22 APRILE 2004-GIORNATA DA RICORDARE!!!
Le ultime 24 ore sono state forse tra le più intense della mia vita: ieri sera l'ho rivisto...beh le cose che mi irritavano l'altro giorno ci sono ancora, forse più accentuate (il motivo è molto semplice...mi irritano perchè mi attraggono), le cose che mi piacciono permangono (e questo visto il soggetto, cioè io, è già un traguardo).
Era tanto che non mi trovavo in un'auto a "stretto contatto" con una persona di sesso maschile...è stato molto coinvolgente, adrenalina a mille e due ore volate....non è successo niente di particolare, ma, conoscendo il soggetto, cioè io, è già anche troppo...mah prendiamo le cose come vengono senza patemi.
Stamattina alle 4 ero sveglia...i soliti dannati dolori mestruali mi hanno svegliata...mi sono impasticcata, ma non riuscivo a dormire, sentivo ancora il suo profumo nei miei capelli, e, come se non bastasse una zanzara non ha voluto darmi tregua (forse piaceva anche a lei il suo profumo)...finalmente alle 6 mi sono riaddormentata (ma la bastarda-la zanzara- ancora vaga nella mia stanza da letto, stanotte la uciderò!).

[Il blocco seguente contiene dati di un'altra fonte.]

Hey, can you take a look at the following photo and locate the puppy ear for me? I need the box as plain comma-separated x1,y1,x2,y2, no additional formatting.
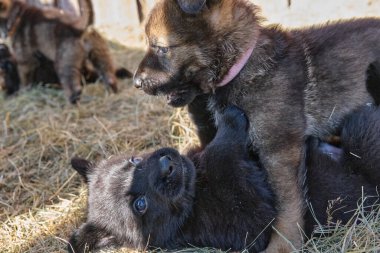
67,222,119,253
177,0,206,14
71,157,94,183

E oggi...tadaaaaaaaaaaa: ho firmato la proposta per l'acquisto della mia prima nonchè nuova casina!!! Che emozione vedere tutti quei soldi volare....pum pum pum il cuore batte a 1000...dalle 16 di oggi solo ora mi sto riavendo dallo stress emotivo...entro lunedì saprò se la casina diventerà mia...incrociamo le dita, di lei mi sono innamorata subito, un colpo di fulmine!!!!
KILL-ZANZA
Dopo Kill-Bill vol I e II ora esce Kill-Zanza dove una bionda femmina di uomo passa le sue nottate in piedi sul letto con in mano invece della Katana l'inserto immobiliare di un quotidiano(ormai spero non mi serva più)e tra una esclamazione colorita alla Tarantino e l'altra spiaccica al muro le fetentissime zanzare che non la lasciano dormire.
Schizzi di sangue ovunque e la povera bionda femmina torna nel letto stremata con labbra e occhi gonfi(per i morsi della fottutissima zanzara)....che notte!!!